Un peu plus loin, en suivant le cours de l’Aveyron, on rejoint le bourg castral de Najac. Arrimée à son éperon rocheux de schiste, la petite cité surplombe les gorges et s’étend entre chênes et châtaigniers. Magique ! Haut perché et site stratégique sans égal, l’ancien château fort a été réaménagé. Là encore, peu après la croisade contre les Albigeois, le comte de Toulouse, Alphonse de Poitiers, est à la manœuvre. Najac devient une puissante ville de pouvoir administratif et militaire. De chaque côté de son unique rue, le petit village ruban s’étire jusqu’à sa place centrale, ses arcades et ses couverts. Sans relâche, forteresse et donjon, aux archères les plus hautes du monde, veillent sur ce petit monde de toits de lauze. Sans surprise aucune, Najac compte parmi les Plus Beaux Villages de France.
Changement de décor aux portes du causse et sur la voie Conques-Toulouse des chemins de Compostelle. Édifiée en deux temps, Villeneuve d’Aveyron est la plus ancienne ville neuve du Rouergue. Charme et singularités ! La cité présente deux quartiers distincts. Le bourg d’origine, construit autour d’un monastère bénédictin, est une sauveté (zone de refuge), aux ruelles labyrinthiques du XIe siècle. Territoire placé sous l’autorité religieuse, qui interdisait le port des armes, il est délimité aujourd'hui encore par d’imposantes croix de pierre. Importante étape jacquaire, la sauveté disposait d’une maladrerie et d’un hôpital. L’église, bâtie selon les plans du Saint-Sépulcre de Jérusalem, abrite des fresques du XIVe ; elles illustrent la légende du pendu-dépendu chère aux Jacquets (les pèlerins de Saint-Jacques). Mais en 1231, le comte de Toulouse Raymond VII greffe à la sauveté un quartier neuf quadrillé, avec arcades, couverts et place centrale.

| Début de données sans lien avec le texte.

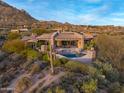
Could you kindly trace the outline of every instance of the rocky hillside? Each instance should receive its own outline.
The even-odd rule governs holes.
[[[36,21],[25,10],[19,10],[0,0],[0,27],[31,25]]]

Le charme des villes médiévales du Rouergue est tel qu’il a fait déménager le très parisien Jean-Marie Périer. Le photographe des icones rock et pop des années Soixante a découvert l’Aveyron grâce à Jacques Dutronc. Et d’une bastide à l’autre, il a posé quelques valises et près de 200 clichés de stars mythiques à Villeneuve d’Aveyron. Du Moyen Âge aux Sixties, le passé peut illuminer le présent.